A few minute ago, two handsome young men in well-tailored suits knocked on my door, clutching beautiful leather-bound books in manicured fingers. Under the guise of doing volunteer work they asked if I thought religion had any role to play in our world. I shook my head and began closing the door, “I don’t think so. Thank you.”
“Why not?” The young man asked.
An old instinct kept my hand. Politeness – an instinct that compels one to invite a guest in, offer tea, and ask after their family. I paused. “I grew up very religious and didn’t find any value that it brought to my life. Now, I’m quite busy, thank you.” I reached behind me for the doorknob again.
“What turned you off?”
Rehearsed questions. I could picture them in a room somewhere, role-playing these encounters. Talking past the objections with specific questions inspired to keep the person talking long enough that they can get a pitch in, or even a step into the door. It wouldn’t really matter what I might say in reply to the questions, but some ideas came to mind.
I might have mentioned my absolute hatred for the institution of prayer – that cornerstone of the faithful – and my disgust with the belief of any sort of interventionist divinity. On a more material note, I might have gone into the corruption of religious orders, the manipulation of texts to fit trending political ideologies, the institutional racism, sexism, and the hatred of sexuality; not to mention the role religion has played over and over in global conflict. To put a cap on the shit-mountain, I might have mentioned the offensive act of evangelism itself.
For a second, I even considered inviting this person in to actually fight it out, but nothing depresses me more than atheists and theists talk past each other for hours accomplishing nothing, and I didn’t want to include myself among that doomed population. I’ve managed so far in life to be content with my own lack of belief seeking to inspire no-one else and I think that might be the best way to live.

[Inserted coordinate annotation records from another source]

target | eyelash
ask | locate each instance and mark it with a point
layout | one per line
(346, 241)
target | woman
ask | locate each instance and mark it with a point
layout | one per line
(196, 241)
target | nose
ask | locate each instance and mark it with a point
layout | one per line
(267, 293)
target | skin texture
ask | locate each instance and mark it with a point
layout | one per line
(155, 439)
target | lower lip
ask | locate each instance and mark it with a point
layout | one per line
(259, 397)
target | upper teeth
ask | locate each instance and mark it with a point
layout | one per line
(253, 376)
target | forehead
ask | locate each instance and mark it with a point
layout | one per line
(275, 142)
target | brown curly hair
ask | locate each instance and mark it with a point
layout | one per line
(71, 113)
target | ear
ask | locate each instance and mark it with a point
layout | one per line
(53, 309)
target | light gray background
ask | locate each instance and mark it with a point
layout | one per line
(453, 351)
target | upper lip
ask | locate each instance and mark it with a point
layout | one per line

So, I laughed, shook my head at the arrogance of this man who assumed I might discuss such intimate topics with a stranger and told him that I didn’t need to talk about this right now, bid them both a good night, and finally, shut the door.
And then I winced, because I didn’t offer them a cup of tea. If only they had wanted to discuss relief work in Africa, environmental preservation, increase government oversight of corporations, removing outsider funding of political campaigns, or, hell, game theory, the current console war, the slew of Oscar nominated films, the new M83 album, Game of Thrones theories, True Detective, Batman, anything but my personal belief about God, I wouldn’t have hesitated in inviting them in.